Clustering
==========

valkey-py supports cluster mode and provides a client for `Valkey
Cluster <https://valkey.io/topics/cluster-tutorial>`__.

The cluster client is based on Grokzen’s
`redis-py-cluster <https://github.com/Grokzen/redis-py-cluster>`__, has
added bug fixes, and now supersedes that library. Support for these
changes is thanks to his contributions.

To learn more about Valkey Cluster, see `Valkey Cluster
specifications <https://valkey.io/topics/cluster-spec>`__.

`Creating clusters <#creating-clusters>`__ \| `Specifying Target
Nodes <#specifying-target-nodes>`__ \| `Multi-key
Commands <#multi-key-commands>`__ \| `Known PubSub
Limitations <#known-pubsub-limitations>`__

Creating clusters
-----------------

Connecting valkey-py to a Valkey Cluster instance(s) requires at a minimum
a single node for cluster discovery.
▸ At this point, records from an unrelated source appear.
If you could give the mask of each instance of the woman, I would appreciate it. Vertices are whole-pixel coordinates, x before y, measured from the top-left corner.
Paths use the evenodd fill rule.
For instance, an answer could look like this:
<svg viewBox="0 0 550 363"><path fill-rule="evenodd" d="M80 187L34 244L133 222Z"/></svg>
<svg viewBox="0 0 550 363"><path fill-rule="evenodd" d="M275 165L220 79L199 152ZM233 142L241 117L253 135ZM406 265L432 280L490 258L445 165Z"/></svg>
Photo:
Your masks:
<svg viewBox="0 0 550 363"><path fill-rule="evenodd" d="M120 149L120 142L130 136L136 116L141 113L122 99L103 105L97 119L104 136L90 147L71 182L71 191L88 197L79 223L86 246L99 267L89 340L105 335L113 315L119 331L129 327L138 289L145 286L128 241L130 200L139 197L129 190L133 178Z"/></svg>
There are multiple ways in which a
cluster instance can be created:

-  Using ‘host’ and ‘port’ arguments:

.. code:: python

   >>> from valkey.cluster import ValkeyCluster as Valkey
   >>> rc = Valkey(host='localhost', port=6379)
   >>> print(rc.get_nodes())
       [[host=127.0.0.1,port=6379,name=127.0.0.1:6379,server_type=primary,valkey_connection=Valkey<ConnectionPool<Connection<host=127.0.0.1,port=6379,db=0>>>], [host=127.0.0.1,port=6378,name=127.0.0.1:6378,server_type=primary,valkey_connection=Valkey<ConnectionPool<Connection<host=127.0.0.1,port=6378,db=0>>>], [host=127.0.0.1,port=6377,name=127.0.0.1:6377,server_type=replica,valkey_connection=Valkey<ConnectionPool<Connection<host=127.0.0.1,port=6377,db=0>>>]]

-  Using the Valkey URL specification:

.. code:: python

   >>> from valkey.cluster import ValkeyCluster as Valkey
   >>> rc = Valkey.from_url("valkey://localhost:6379/0")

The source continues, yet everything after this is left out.